Gaddis points out that during the years of Cold War domestic consensus, from Truman to Kennedy, presidents had not been held accountable at home for violating foreign airspace or overthrowing governments. When Johnson took over from the assassinated Kennedy, he must have regarded the presidency and the national security agencies as a law unto themselves. Torn between the irreconcilable claims of victory in Vietnam (the guns) and the fulfilment of the Great Society (the butter), he lied and sacrificed public trust; the ‘credibility gap’ descended on the White House. By the time he left office five years later, too unpopular to run for re-election, the entire American establishment, including the sacrosanct Pentagon and CIA, was discredited permanently, though Gaddis does not say so — by the Vietnam war and the lies gilding it.

Coming to Ronald Reagan, he offers a somewhat whimsical insight: ‘he was the only nuclear abolitionist ever to have been president of the United States’. Reagan, it may be recalled, having denounced the ‘evil empire’ (forerunner of the ‘axis of evil’), lost no time in launching his Strategic Defense Initiative, or ‘Star Wars’, while cramming Greenham Common with Cruise missiles and putting the Warsaw Pact on more or less permanent nuclear alert. The idea that the old Hollywood cowboy was really set on zero nuclear arsenals, but was frustrated by successive Soviet leaders dropping dead, is yet another ‘virtual’: one assumes that on retirement Ronald and Nancy went to live in a flower-power commune with their deposed pal Gorby, sustaining themselves on lotus leaves and E. P. Thompson.
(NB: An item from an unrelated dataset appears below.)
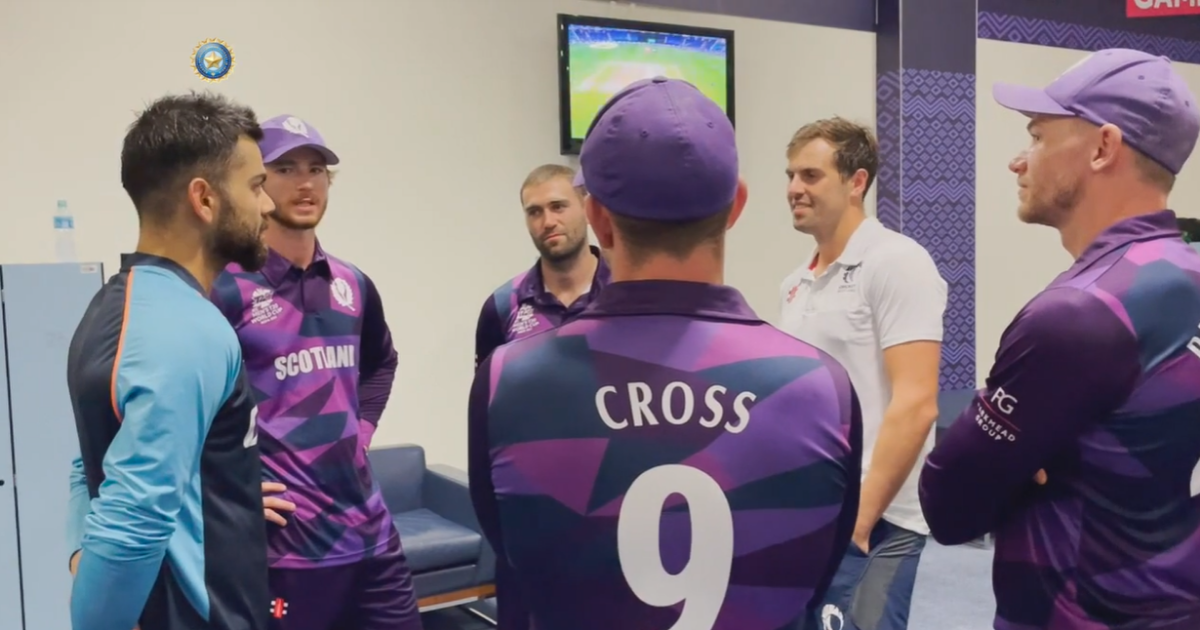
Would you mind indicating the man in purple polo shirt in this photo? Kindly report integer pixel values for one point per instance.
(319, 355)
(1079, 453)
(567, 276)
(666, 459)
The number of democracies in the world quintupled during the last half of the century: according to Gaddis, ‘promoting democracy became the most viable way that the Americans and their Western European allies could differentiate themselves from their MarxistLeninist rivals’. Hold on! From 1945 to the mid-Seventies, when the falangiststyle regimes in Portugal and Spain collapsed, any filthy anti-red junta or dictator was preferable to a legally elected neutralist government, or one smelling of Havana cigars. Hence the American coups in Iran, Guatemala, Chile, the whir of helicopter blades round the frontiers of Cuba, Nicaragua, the Dominican Republic, Salvador — one could go on. British colonial wars in Kenya and Malaya met with no opposition from Washington, likewise the Fourth Republic’s brutal war in Algeria. Indeed, the United States virtually took over France’s colonial role in Indo-China after the defeat at Dien Bien Phu. Were Johnson, Rusk and McNamara really fighting for ‘democracy’ in Vietnam?
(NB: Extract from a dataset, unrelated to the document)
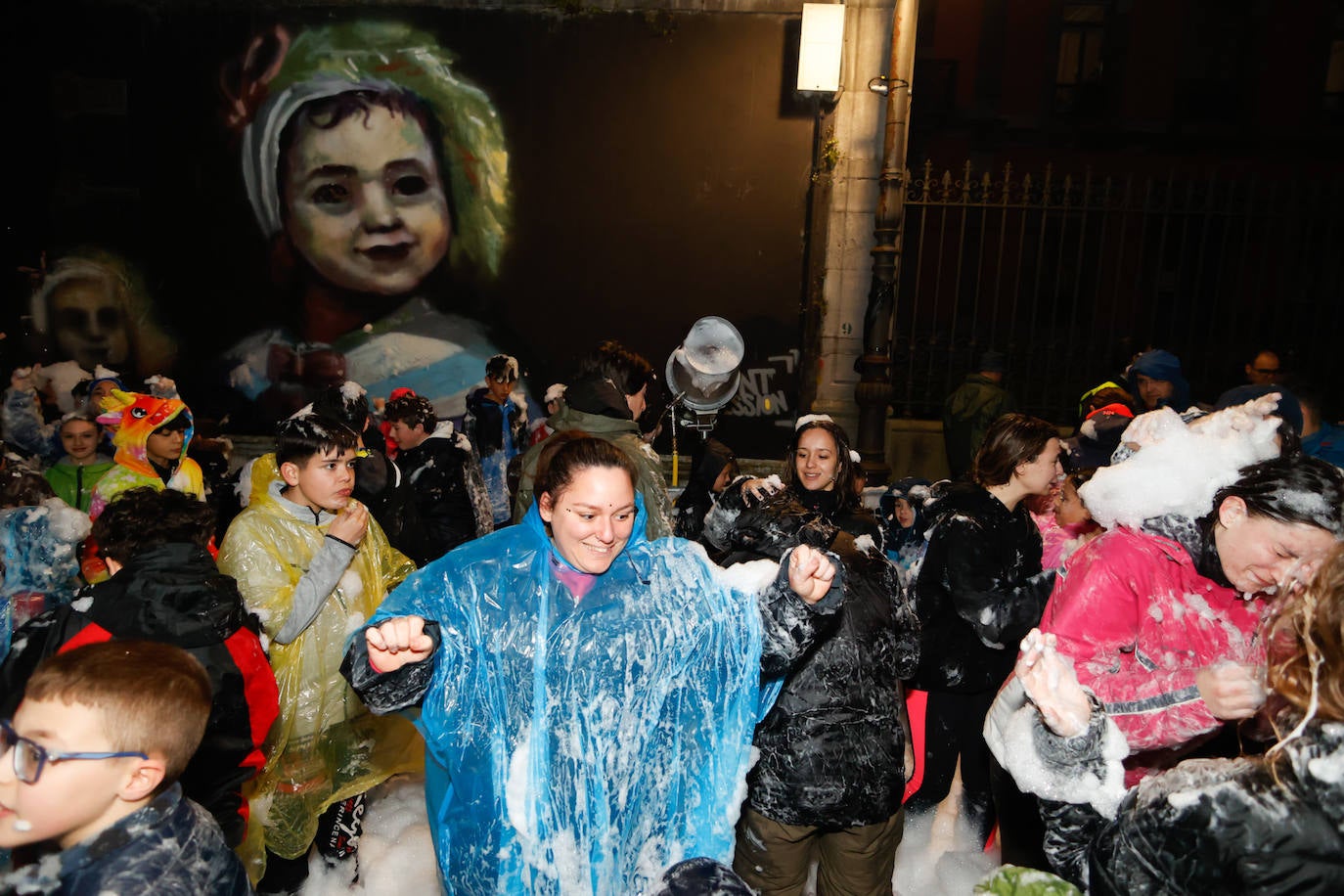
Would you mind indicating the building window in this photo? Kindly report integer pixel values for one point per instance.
(1082, 42)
Gaddis’s comments on ideology, evidently a fatal disease among communists but unable to penetrate the immune system of global capitalism, reflect the ‘end of ideology’ doctrine popular with the Congress for Cultural Freedom in the late 1950s. Yet the CCF itself goes unmentioned by Gaddis. The cultural cold war, the major intellectual clashes, the media, the scribes, the prophets, the arts, the often disastrous academic exchanges, do not detain him; likewise the space spectaculars (no glimpse of Gagarin) and the great Exhibition Contest of 1959. This is a somewhat narrow, philistine interpretation of the subject which neither pauses to consider the uproar over Pasternak’s Doctor Zhivago nor sees reason to mention such major intellectual players as Russell, Malraux, Sartre, Camus, Koestler, Aron, Hook, Schlesinger, Arendt, Deutscher, Shostakovich, Ehrenburg, Aragon or Brecht. The more often Gaddis retraces his own footsteps on this subject the more it sounds like a fireside fairytale with a happy ending.